Dukungan juga disampaikan anggota DPR dari Fraksi PKB, Luluk Nur Hamidah. Ia menilai Pemilu 2024 merupakan pemilu paling brutal yang pernah ia ikuti sejak reformasi.
“Sepanjang pemilu yang saya ikuti semenjak pemilu ’99 saya belum pernah melihat ada proses pemilu yang sebrutal dan semenyakitkan ini, di mana etika dan moral politik berada di titik minus, kalau tidak bisa dikatakan di titik nol,” kata Luluk saat menyampaikan interupsi di rapat paripurna DPR di kompleks parlemen, Senayan, Selasa (5/3).

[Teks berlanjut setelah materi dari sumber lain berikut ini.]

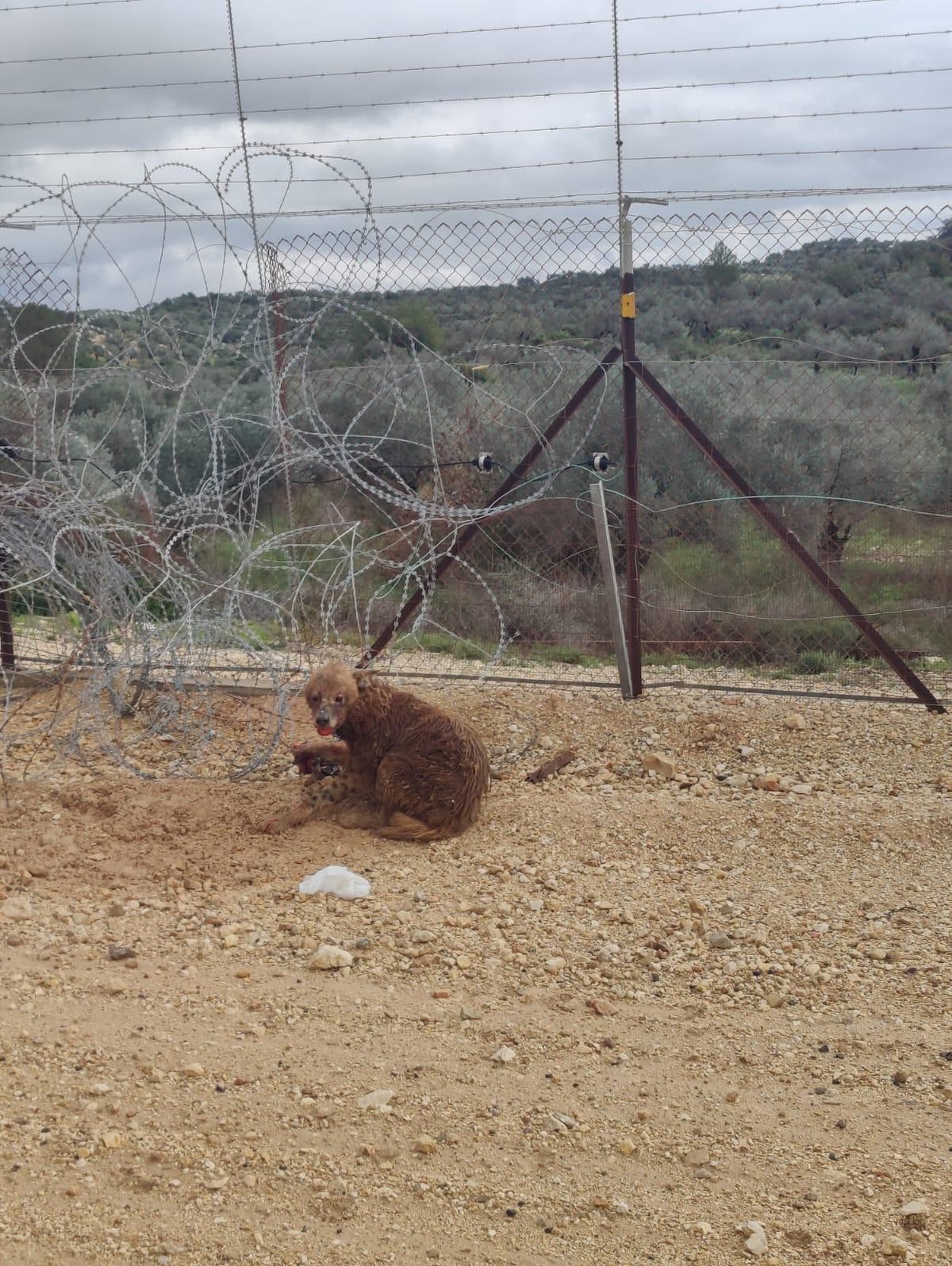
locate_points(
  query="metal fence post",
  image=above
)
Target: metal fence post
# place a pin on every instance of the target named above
(608, 574)
(629, 418)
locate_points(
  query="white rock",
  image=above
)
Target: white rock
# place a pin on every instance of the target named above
(338, 880)
(18, 908)
(756, 1244)
(504, 1055)
(378, 1100)
(328, 957)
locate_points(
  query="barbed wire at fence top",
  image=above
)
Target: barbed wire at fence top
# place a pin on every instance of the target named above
(156, 524)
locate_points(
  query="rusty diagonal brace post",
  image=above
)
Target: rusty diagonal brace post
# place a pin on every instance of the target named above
(784, 535)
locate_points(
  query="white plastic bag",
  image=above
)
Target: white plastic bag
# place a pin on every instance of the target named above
(337, 880)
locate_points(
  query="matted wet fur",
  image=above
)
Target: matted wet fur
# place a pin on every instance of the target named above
(427, 769)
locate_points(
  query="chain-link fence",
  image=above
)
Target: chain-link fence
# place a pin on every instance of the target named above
(394, 448)
(812, 347)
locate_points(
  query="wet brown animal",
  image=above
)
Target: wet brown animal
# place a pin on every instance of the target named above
(428, 770)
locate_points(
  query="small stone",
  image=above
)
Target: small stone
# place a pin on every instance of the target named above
(756, 1244)
(17, 908)
(376, 1100)
(914, 1213)
(601, 1007)
(563, 1119)
(660, 764)
(329, 957)
(767, 783)
(894, 1246)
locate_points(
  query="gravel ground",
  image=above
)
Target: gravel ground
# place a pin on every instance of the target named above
(688, 1000)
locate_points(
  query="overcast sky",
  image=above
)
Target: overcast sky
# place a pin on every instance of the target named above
(93, 93)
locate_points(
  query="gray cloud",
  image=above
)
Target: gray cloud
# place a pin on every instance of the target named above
(565, 144)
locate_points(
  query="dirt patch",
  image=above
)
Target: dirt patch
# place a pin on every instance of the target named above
(620, 1019)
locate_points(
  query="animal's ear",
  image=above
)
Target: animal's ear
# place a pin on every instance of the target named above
(363, 677)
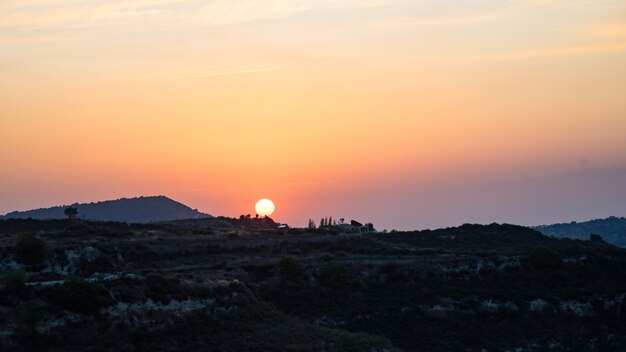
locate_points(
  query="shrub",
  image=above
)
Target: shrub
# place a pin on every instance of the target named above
(31, 250)
(81, 296)
(333, 274)
(14, 279)
(290, 270)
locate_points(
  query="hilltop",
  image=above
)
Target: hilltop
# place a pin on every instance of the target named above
(612, 230)
(134, 210)
(223, 284)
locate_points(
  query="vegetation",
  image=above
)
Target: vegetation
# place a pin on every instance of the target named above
(31, 250)
(209, 284)
(70, 212)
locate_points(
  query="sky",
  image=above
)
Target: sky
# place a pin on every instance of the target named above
(407, 114)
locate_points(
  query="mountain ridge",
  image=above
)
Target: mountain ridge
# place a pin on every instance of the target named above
(133, 210)
(612, 229)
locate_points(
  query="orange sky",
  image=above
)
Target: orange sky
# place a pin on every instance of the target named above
(407, 115)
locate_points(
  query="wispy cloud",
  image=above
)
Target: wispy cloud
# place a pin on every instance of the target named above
(451, 21)
(549, 52)
(64, 13)
(204, 72)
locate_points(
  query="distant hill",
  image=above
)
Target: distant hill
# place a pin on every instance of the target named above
(141, 209)
(612, 230)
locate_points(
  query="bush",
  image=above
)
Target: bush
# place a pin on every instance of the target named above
(14, 279)
(81, 296)
(333, 274)
(290, 270)
(31, 250)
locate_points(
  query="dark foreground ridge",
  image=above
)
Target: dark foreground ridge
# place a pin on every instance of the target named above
(611, 229)
(140, 209)
(223, 284)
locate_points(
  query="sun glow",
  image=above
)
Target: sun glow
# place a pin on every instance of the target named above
(264, 207)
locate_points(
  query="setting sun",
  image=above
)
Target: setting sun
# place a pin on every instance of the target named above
(264, 207)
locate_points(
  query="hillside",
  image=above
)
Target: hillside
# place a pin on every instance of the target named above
(612, 230)
(220, 284)
(139, 210)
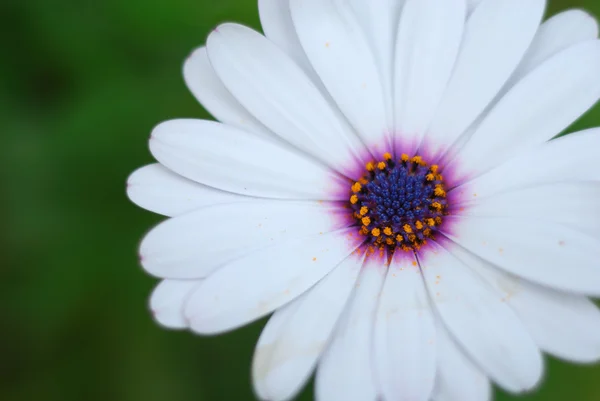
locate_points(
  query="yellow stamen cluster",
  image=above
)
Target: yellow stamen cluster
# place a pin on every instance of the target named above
(410, 235)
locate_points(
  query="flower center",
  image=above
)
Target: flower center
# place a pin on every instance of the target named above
(399, 204)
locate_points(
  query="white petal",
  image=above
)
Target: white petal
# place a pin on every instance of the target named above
(405, 334)
(379, 21)
(540, 106)
(486, 328)
(558, 33)
(206, 86)
(569, 158)
(167, 302)
(496, 37)
(544, 252)
(457, 376)
(276, 21)
(346, 371)
(160, 190)
(276, 91)
(195, 244)
(570, 203)
(297, 334)
(565, 325)
(256, 284)
(472, 4)
(223, 157)
(428, 43)
(341, 56)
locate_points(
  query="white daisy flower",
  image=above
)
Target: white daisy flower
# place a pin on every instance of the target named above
(382, 178)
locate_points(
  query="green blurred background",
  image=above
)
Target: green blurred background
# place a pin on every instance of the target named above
(82, 83)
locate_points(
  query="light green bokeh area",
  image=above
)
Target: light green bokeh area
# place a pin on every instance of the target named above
(82, 83)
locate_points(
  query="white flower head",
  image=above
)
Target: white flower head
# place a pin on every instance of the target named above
(382, 178)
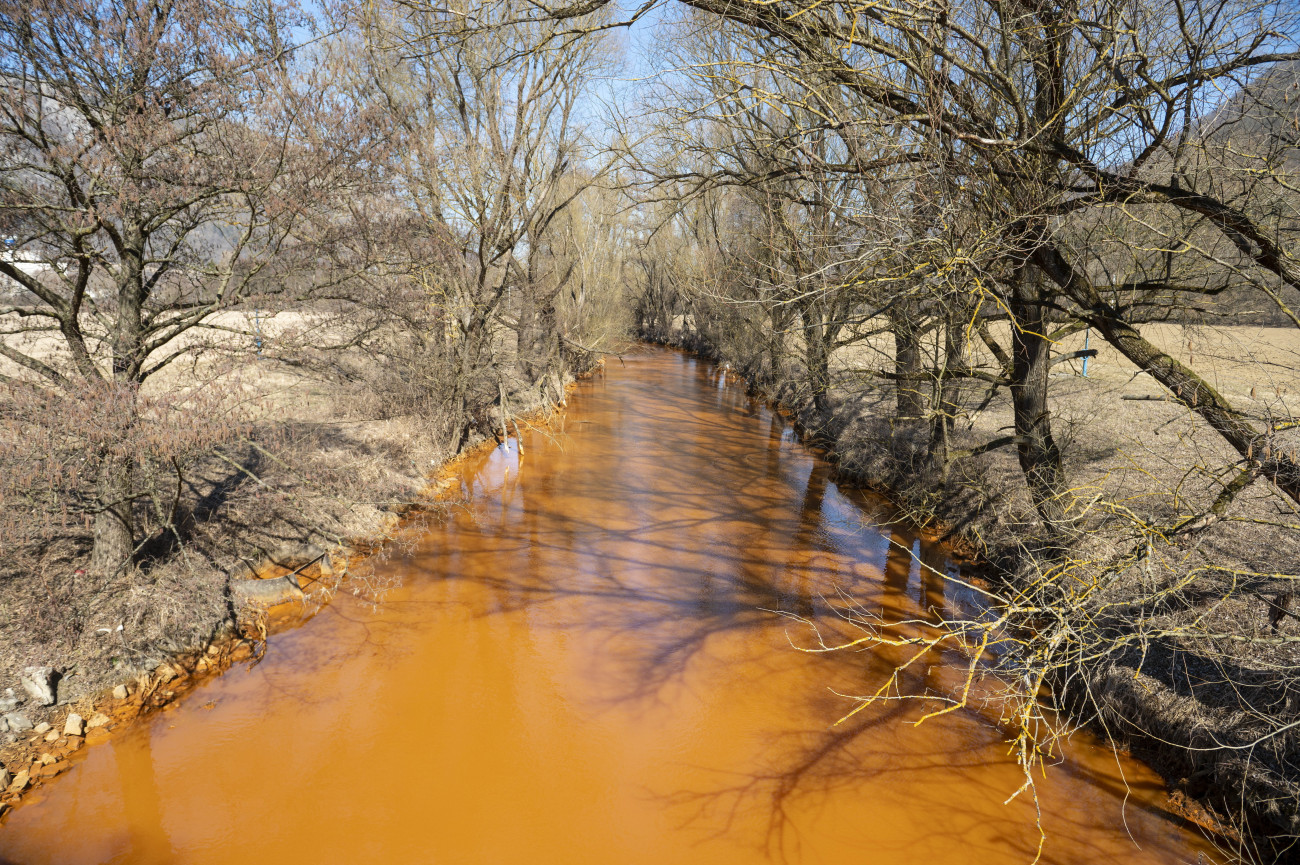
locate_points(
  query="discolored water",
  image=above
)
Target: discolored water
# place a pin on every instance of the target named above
(584, 667)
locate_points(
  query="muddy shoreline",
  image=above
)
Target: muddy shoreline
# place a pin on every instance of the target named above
(285, 588)
(975, 531)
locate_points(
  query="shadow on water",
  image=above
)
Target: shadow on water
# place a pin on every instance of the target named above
(607, 609)
(706, 524)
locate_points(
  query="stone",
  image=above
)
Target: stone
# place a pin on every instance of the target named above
(17, 722)
(42, 683)
(53, 769)
(74, 726)
(267, 592)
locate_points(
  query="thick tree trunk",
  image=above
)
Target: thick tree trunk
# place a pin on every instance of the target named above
(818, 359)
(948, 393)
(1040, 459)
(115, 526)
(909, 375)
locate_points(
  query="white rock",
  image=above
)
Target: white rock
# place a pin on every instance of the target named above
(39, 682)
(18, 722)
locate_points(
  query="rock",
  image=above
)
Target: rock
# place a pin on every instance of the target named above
(17, 721)
(53, 769)
(74, 726)
(42, 683)
(267, 592)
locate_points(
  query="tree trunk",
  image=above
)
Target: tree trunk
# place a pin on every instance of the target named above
(909, 399)
(1182, 383)
(115, 526)
(1040, 459)
(818, 359)
(948, 393)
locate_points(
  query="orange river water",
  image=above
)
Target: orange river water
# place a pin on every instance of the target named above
(581, 665)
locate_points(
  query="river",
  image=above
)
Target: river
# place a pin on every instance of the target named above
(583, 665)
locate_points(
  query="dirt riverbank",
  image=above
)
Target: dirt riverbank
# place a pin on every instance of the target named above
(303, 507)
(1188, 709)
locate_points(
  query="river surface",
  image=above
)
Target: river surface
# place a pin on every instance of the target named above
(583, 666)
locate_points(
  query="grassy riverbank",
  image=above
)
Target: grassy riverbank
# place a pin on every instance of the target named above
(320, 470)
(1208, 713)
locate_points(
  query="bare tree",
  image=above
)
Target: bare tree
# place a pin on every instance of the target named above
(143, 160)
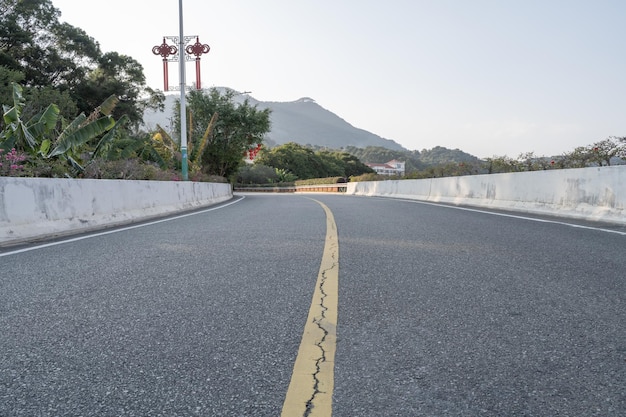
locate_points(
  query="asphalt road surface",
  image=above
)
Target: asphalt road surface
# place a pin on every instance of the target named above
(442, 311)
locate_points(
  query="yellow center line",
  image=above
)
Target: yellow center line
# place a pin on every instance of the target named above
(310, 391)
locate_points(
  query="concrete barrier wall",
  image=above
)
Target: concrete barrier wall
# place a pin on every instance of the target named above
(43, 207)
(588, 193)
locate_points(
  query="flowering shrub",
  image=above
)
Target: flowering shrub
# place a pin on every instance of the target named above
(10, 163)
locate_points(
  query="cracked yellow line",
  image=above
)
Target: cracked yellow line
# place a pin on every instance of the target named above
(310, 391)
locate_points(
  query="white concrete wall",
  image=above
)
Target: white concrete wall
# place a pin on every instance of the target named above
(588, 193)
(43, 207)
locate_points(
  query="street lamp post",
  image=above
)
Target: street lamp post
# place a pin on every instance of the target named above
(165, 51)
(183, 109)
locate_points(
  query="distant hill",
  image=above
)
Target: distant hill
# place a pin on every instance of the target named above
(302, 121)
(307, 123)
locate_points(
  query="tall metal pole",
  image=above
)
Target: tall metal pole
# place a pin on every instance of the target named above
(183, 110)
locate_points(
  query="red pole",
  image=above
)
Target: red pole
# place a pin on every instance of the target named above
(198, 74)
(165, 75)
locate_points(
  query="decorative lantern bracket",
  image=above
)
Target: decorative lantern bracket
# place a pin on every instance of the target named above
(170, 53)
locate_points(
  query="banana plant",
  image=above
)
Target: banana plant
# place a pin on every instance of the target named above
(26, 135)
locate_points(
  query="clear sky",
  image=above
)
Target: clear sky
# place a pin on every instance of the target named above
(489, 77)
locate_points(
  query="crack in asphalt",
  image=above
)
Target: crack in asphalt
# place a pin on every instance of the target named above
(319, 322)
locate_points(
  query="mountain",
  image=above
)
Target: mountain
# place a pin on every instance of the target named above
(302, 121)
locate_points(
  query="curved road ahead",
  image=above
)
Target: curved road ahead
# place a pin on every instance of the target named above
(441, 311)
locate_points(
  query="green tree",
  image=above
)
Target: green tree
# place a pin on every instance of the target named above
(220, 131)
(62, 64)
(41, 137)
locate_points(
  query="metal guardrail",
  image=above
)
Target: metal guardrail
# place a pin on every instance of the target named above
(314, 188)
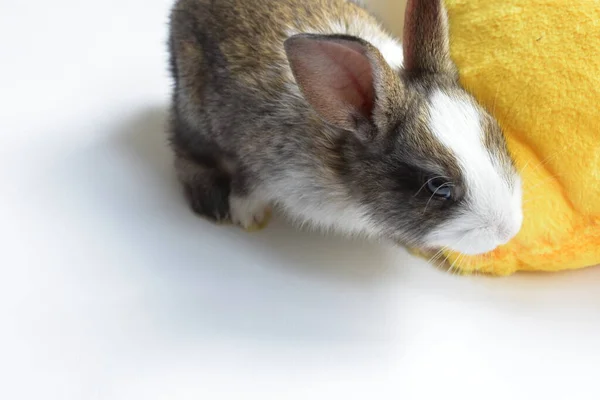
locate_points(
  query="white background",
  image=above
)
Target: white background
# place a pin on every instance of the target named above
(111, 289)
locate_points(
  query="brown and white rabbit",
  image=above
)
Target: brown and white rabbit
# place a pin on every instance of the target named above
(311, 107)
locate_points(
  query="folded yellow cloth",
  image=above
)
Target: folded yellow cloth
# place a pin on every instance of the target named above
(536, 65)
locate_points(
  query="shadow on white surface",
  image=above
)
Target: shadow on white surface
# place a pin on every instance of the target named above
(279, 284)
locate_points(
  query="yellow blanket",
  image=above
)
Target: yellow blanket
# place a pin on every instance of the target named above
(536, 65)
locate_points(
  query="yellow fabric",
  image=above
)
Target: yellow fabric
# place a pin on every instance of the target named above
(536, 65)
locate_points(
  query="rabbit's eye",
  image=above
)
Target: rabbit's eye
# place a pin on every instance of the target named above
(440, 187)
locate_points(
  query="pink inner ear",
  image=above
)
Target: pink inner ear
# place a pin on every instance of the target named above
(336, 78)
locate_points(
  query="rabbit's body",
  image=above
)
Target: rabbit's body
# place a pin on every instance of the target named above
(252, 129)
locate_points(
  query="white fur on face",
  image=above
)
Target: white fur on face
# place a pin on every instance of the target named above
(493, 212)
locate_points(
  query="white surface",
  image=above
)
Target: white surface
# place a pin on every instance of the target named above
(111, 289)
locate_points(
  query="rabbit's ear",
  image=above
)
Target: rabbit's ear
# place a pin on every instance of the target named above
(343, 78)
(426, 38)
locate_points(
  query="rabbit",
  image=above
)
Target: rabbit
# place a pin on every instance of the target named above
(312, 108)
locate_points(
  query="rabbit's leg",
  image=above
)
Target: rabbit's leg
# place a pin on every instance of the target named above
(206, 187)
(250, 211)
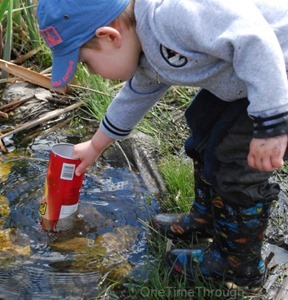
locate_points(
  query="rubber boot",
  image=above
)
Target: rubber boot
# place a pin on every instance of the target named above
(235, 253)
(197, 221)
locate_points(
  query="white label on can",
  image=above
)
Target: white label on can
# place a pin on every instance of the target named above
(67, 210)
(67, 172)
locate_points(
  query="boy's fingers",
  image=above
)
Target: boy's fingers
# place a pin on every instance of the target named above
(80, 169)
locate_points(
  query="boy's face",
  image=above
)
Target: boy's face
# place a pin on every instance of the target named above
(116, 58)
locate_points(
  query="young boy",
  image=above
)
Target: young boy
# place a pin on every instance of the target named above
(237, 53)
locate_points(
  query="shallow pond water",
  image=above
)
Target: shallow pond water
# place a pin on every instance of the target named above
(107, 238)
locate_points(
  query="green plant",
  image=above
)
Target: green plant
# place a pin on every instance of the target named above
(178, 175)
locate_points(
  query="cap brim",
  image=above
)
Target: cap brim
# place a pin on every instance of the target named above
(64, 68)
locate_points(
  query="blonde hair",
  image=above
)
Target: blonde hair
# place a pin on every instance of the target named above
(125, 19)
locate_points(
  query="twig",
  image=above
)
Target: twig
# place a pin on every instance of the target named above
(88, 89)
(29, 75)
(42, 119)
(283, 291)
(4, 115)
(16, 102)
(124, 154)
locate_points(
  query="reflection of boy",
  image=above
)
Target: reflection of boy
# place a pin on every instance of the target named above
(237, 52)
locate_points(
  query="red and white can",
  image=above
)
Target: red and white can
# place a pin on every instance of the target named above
(62, 189)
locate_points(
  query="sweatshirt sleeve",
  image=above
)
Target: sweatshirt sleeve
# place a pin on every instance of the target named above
(239, 33)
(131, 104)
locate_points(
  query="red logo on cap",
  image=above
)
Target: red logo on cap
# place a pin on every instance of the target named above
(51, 36)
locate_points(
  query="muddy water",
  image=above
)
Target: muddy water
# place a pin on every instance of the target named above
(107, 240)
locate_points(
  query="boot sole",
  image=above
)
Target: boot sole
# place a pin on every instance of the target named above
(252, 286)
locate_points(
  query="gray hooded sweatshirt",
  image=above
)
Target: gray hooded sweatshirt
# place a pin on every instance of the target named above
(232, 48)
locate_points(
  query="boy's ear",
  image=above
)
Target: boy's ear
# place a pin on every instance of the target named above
(110, 33)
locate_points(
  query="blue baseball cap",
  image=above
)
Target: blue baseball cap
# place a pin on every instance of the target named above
(68, 24)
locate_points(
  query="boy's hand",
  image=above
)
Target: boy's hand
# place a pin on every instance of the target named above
(88, 152)
(267, 154)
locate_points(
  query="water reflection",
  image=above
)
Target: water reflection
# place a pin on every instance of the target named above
(107, 238)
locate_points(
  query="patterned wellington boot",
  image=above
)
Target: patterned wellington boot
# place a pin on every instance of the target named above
(197, 221)
(235, 253)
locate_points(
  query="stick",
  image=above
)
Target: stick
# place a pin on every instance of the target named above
(283, 291)
(16, 102)
(29, 75)
(42, 119)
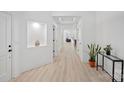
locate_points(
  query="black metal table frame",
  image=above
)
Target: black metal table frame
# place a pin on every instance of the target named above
(113, 65)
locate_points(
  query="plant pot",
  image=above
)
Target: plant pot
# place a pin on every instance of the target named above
(108, 52)
(92, 63)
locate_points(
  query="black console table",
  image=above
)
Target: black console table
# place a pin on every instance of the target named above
(113, 59)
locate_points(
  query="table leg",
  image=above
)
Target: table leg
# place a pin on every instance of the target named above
(113, 68)
(97, 63)
(102, 62)
(122, 71)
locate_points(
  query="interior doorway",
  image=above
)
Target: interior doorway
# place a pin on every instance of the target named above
(5, 47)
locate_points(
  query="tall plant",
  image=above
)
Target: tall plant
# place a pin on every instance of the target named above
(93, 50)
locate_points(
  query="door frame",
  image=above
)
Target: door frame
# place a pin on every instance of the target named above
(11, 41)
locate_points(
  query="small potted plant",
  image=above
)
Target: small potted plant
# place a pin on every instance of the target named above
(108, 49)
(93, 51)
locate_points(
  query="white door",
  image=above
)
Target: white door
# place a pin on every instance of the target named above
(5, 47)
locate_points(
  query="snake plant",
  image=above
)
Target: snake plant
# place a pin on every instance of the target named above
(93, 50)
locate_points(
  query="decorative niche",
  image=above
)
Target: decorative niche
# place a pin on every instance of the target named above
(36, 34)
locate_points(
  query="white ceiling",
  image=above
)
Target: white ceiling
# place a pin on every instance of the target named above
(66, 19)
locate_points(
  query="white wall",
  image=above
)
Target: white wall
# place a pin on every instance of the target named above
(27, 58)
(110, 30)
(87, 28)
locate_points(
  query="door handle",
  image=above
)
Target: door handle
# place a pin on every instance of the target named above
(10, 50)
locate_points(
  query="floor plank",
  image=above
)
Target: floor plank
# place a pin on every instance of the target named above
(67, 67)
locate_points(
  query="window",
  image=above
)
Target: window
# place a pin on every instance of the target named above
(36, 34)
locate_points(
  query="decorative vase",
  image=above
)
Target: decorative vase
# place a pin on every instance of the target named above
(92, 63)
(108, 52)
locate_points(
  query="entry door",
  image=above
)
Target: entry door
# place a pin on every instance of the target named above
(5, 47)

Sementara, Sekretaris Jendral PDI-Perjuangan Hasto Kristiyanto mengklaim internal PDIP tak terbelah soal rencana pengajuan hak angket kecurangan Pemilu 2024 di DPR.
“Tak ada [terbelah]. Karena kita sering bicara sebagai suatu proses politik yang penting di DPR,” kata dia, di FISIP UI, Depok, Jawa Barat, Kamis (7/3).
INFOGRAFIS: Prediksi Jatah Kursi Partai di DPR Hasil Pemilu 2024
Hasto mengungkapkan rencana hak angket ini sudah masuk ke tahapan pembentukan tim khusus. Tim ini, lanjutnya, sudah mengeluarkan rekomendasi dan kajian akademis terkait rencana hak angket.
Ia mengatakan nantinya kajian akademis itu akan disempurnakan dengan temuan-temuan di lapangan soal dugaan kecurangan pemilu.
“Karena dimensinya sangat luas. Karena dimensi penyalahgunaan kekuasaan penyalahgunaan APBN, intimidasi dan berbagai aspek hulu hilir,” kata dia.